Du côté des revendications, sans surprise, l’amélioration des conditions de travail figure en tête. Le syndicat réclame, aux côtés du collectif Pas de bébé à la consigne, l’application dans les structures d’un taux d’encadrement d’un adulte pour cinq ou six enfants, quel que soit leur âge, au lieu d’un adulte pour cinq bébés, et un adulte pour huit enfants qui marchent. Pour le SNPPE et le collectif Pas de bébé à la consigne, l’expérience des structures restées ouvertes pendant le confinement, et qui ont accueilli beaucoup moins d’enfants, a démontré que le travail en petits groupes favorise une meilleure prise en charge des petit·es, en termes d’écoute et d’accompagnement. « Les professionnelles ont retrouvé le sens de leur métier et une qualité de soin qu’on avait perdus, précise Catherine Pons. Nous devons nous battre pour conserver cela. »

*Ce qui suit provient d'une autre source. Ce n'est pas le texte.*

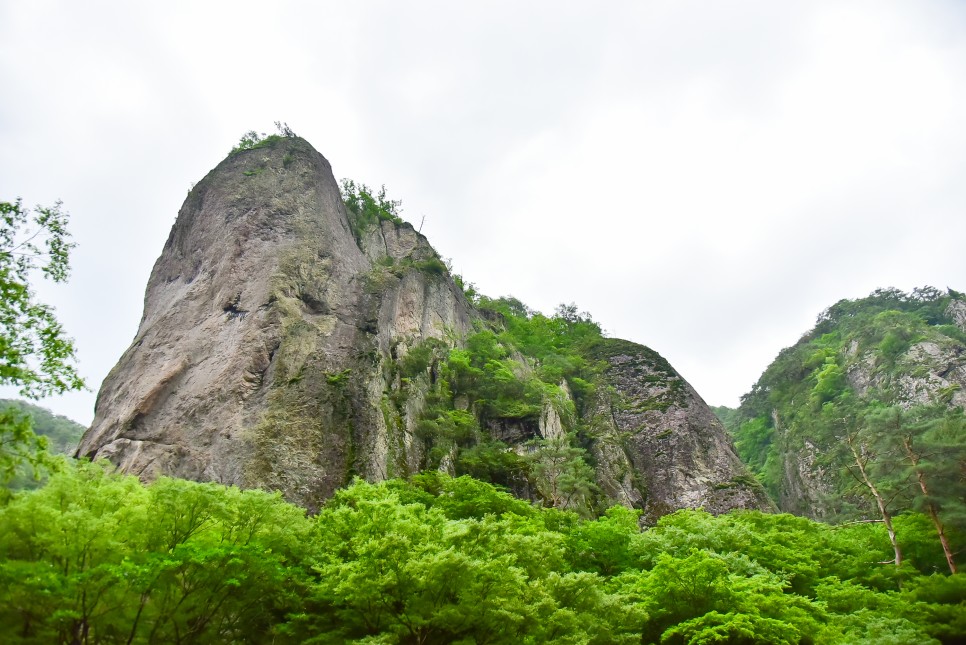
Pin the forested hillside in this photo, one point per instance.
(863, 417)
(95, 557)
(62, 433)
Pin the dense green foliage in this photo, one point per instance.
(517, 367)
(62, 433)
(366, 209)
(35, 354)
(895, 444)
(95, 557)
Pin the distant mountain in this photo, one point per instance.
(863, 416)
(62, 434)
(295, 336)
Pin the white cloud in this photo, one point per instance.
(703, 177)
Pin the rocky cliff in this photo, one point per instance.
(291, 343)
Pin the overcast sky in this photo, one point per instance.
(703, 177)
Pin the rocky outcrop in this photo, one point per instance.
(257, 361)
(270, 348)
(823, 394)
(658, 445)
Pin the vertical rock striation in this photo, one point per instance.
(272, 334)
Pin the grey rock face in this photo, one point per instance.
(269, 347)
(262, 332)
(658, 445)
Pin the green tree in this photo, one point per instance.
(35, 354)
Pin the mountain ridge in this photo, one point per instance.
(295, 336)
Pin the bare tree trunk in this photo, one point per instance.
(886, 517)
(930, 508)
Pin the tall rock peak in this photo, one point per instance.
(289, 344)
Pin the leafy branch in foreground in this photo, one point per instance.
(35, 355)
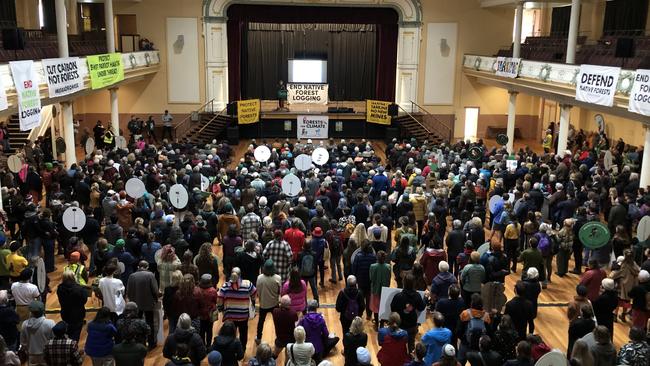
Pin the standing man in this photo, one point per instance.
(167, 125)
(142, 288)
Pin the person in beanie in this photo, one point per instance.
(35, 333)
(207, 315)
(268, 291)
(61, 350)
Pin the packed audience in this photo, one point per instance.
(446, 225)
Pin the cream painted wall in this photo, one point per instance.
(150, 95)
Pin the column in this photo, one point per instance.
(110, 48)
(574, 25)
(519, 17)
(563, 134)
(115, 113)
(645, 163)
(66, 107)
(512, 112)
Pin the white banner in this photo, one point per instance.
(597, 84)
(508, 67)
(313, 127)
(640, 93)
(29, 97)
(63, 76)
(307, 93)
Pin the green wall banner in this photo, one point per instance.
(105, 70)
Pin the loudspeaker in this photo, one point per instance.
(232, 135)
(391, 133)
(13, 39)
(231, 109)
(625, 47)
(392, 110)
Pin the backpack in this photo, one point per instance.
(307, 265)
(352, 308)
(475, 329)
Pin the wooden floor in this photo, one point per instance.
(551, 322)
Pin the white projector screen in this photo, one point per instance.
(307, 71)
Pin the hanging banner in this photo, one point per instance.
(313, 127)
(508, 67)
(377, 112)
(63, 76)
(597, 84)
(248, 111)
(640, 93)
(105, 69)
(29, 97)
(307, 93)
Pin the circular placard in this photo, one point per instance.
(90, 145)
(291, 185)
(135, 188)
(74, 219)
(502, 139)
(120, 142)
(495, 201)
(178, 196)
(262, 153)
(303, 162)
(320, 156)
(594, 235)
(475, 153)
(15, 163)
(643, 229)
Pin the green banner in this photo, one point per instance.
(105, 70)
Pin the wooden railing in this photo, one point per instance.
(439, 127)
(182, 127)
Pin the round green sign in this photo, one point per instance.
(594, 235)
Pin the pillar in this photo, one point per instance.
(574, 25)
(115, 113)
(563, 134)
(66, 107)
(645, 163)
(110, 31)
(68, 130)
(519, 18)
(512, 112)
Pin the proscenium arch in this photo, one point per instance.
(409, 11)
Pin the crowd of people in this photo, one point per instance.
(419, 218)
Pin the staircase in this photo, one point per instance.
(410, 125)
(209, 127)
(17, 138)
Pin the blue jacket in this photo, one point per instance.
(99, 342)
(434, 339)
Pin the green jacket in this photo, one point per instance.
(379, 277)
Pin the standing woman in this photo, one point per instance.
(379, 277)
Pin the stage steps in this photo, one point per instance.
(410, 125)
(17, 138)
(210, 126)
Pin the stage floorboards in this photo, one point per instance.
(551, 322)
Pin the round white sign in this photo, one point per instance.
(291, 185)
(120, 142)
(15, 163)
(178, 196)
(320, 156)
(643, 230)
(205, 183)
(303, 162)
(135, 188)
(262, 153)
(74, 219)
(90, 145)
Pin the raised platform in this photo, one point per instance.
(268, 110)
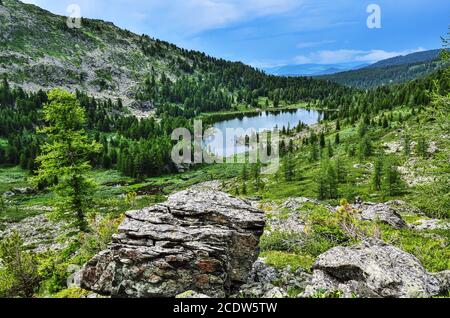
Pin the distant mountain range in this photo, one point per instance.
(312, 69)
(394, 70)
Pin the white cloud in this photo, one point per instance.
(305, 45)
(346, 56)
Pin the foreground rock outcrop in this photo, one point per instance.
(200, 240)
(375, 269)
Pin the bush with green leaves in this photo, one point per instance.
(19, 275)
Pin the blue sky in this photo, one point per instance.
(269, 33)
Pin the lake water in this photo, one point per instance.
(222, 144)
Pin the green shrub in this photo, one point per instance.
(18, 272)
(281, 260)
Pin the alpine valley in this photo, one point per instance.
(92, 205)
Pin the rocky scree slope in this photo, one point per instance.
(39, 51)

Des conditions de travail dégradées

En effet, la libéralisation massive du secteur au profit des acteurs privés tels Babilou, People and baby, Les Petits Chaperons rouges et compagnie – qui « font de l’argent sur le dos de l’accueil de la petite enfance », critique la syndicaliste –, a généralisé une politique de remplissage des établissements d’accueil de jeunes enfants. Avec des conditions de travail de plus en plus dégradées et un ras-le-bol global des professionnel·les. Plusieurs grèves et manifestations ont d’ailleurs eu lieu en 2019, pour dénoncer un projet de réforme – suspendu à cause de la crise sanitaire – avec moins de personnels d’accueil, moins de mètres carrés par enfant, etc. Le syndicat compte sur cette colère pour attirer ces personnels peu syndiqués : « Nous nous fions à la maturité des professionnel·les et leur volonté de défendre leurs métiers contre des injonctions paradoxales liées à des objectifs de rendement qui s’avèrent maltraitants. »

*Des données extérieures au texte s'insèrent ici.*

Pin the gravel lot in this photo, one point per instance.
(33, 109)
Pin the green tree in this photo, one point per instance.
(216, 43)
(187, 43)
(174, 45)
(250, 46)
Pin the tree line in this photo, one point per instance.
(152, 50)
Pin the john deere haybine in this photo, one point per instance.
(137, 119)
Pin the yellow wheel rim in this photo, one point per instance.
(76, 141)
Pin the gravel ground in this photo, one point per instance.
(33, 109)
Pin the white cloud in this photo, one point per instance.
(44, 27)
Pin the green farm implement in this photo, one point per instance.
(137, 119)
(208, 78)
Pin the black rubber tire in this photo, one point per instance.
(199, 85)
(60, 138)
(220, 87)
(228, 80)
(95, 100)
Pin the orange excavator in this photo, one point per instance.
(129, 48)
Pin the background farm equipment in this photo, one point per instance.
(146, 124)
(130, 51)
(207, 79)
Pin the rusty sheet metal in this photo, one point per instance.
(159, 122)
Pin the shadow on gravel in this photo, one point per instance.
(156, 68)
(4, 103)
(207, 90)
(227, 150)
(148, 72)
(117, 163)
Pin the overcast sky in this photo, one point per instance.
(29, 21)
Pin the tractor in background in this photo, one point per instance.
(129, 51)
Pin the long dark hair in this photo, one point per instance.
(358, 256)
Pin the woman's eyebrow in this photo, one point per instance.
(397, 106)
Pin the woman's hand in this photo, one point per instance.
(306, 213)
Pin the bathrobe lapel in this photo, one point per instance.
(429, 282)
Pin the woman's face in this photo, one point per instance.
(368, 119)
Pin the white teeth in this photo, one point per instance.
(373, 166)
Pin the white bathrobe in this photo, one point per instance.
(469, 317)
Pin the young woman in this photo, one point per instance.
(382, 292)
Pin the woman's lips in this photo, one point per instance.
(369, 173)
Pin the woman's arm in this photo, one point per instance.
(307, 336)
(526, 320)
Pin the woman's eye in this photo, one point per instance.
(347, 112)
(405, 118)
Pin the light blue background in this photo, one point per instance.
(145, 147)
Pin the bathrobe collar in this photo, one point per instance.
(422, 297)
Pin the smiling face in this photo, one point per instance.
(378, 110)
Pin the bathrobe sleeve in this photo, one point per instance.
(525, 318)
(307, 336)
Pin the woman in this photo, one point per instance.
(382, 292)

Le défi est de taille, mais la stratégie se révèle pertinente : le syndicat croule déjà sous les demandes d’adhésion. Alors même que la campagne d’adhésion ne débutera qu’à la fin du mois ou au début septembre. Dans tous les cas, il faudra débourser le tarif fixé à 0,45 % du revenu annuel net. Ce qui représente pour une personne payée au Smic : 65,80 euros l’année (14628 x 0,45 %). Les étudiants ont droit à un tarif réduit à 12 euros l’année. Estelle*, une éducatrice de jeunes enfants, fait partie des professionnel·les prêt·es à adhérer. Elle juge ce syndicat plus légitime pour défendre ses intérêts. « C’est parfois très difficile de se faire comprendre des autres syndicats, regrette la trentenaire. C’est rassurant de pouvoir se référer à une organisation qui connaît et comprend, a priori, plus vite les problématiques spécifiques à notre secteur ». Néanmoins, la jeune femme espère que cela ne participera pas à éloigner encore davantage la petite enfance des autres secteurs d'activité.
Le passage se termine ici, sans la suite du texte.